Civilization V’s DirectCompute performance is looking increasingly maxed out at the high end. At 402fps the GTX 780 may as well be tied with GTX Titan. On the other hand it’s a reminder that while we don’t always see NVIDIA do well in our more pure compute tests, it can deliver where it matters for games with DirectCompute.

Our next benchmark is LuxMark2.0, the official benchmark of SmallLuxGPU 2.0. SmallLuxGPU is an OpenCL accelerated ray tracer that is part of the larger LuxRender suite. Ray tracing has become a stronghold for GPUs in recent years as ray tracing maps well to GPU pipelines, allowing artists to render scenes much more quickly than with CPUs alone.

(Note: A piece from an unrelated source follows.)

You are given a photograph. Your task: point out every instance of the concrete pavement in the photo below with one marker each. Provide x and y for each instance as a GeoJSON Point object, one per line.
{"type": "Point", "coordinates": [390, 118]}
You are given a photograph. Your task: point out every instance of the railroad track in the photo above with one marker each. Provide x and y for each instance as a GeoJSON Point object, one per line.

NVIDIA has never done well at LuxMark, and GTX 780 won’t change that. It’s greatly faster than GTX 680 and that’s about it. Kepler parts, including GK110, continue to have trouble with our OpenCL benchmarks, as evidenced by the fact that GTX 780 doesn’t beat GTX 580 by nearly as much as the generational improvements should lead to. GK110 is a strong compute GPU, but not in ways that LuxMark is going to benefit.

Our 3rd benchmark set comes from CLBenchmark 1.1. CLBenchmark contains a number of subtests; we’re focusing on the most practical of them, the computer vision test and the fluid simulation test. The former being a useful proxy for computer imaging tasks where systems are required to parse images and identify features (e.g. humans), while fluid simulations are common in professional graphics work and games alike.

GTX 780 still struggles some at compute with CLBenchmark, but less so than with LuxMark. 7970GE is the clear winner here in both tests, while GTX 780 stays remarkably close to GTX Titan in performance. The fluid simulation in particular makes GTX 780 look good on a generational basis, more than doubling GTX 580’s performance.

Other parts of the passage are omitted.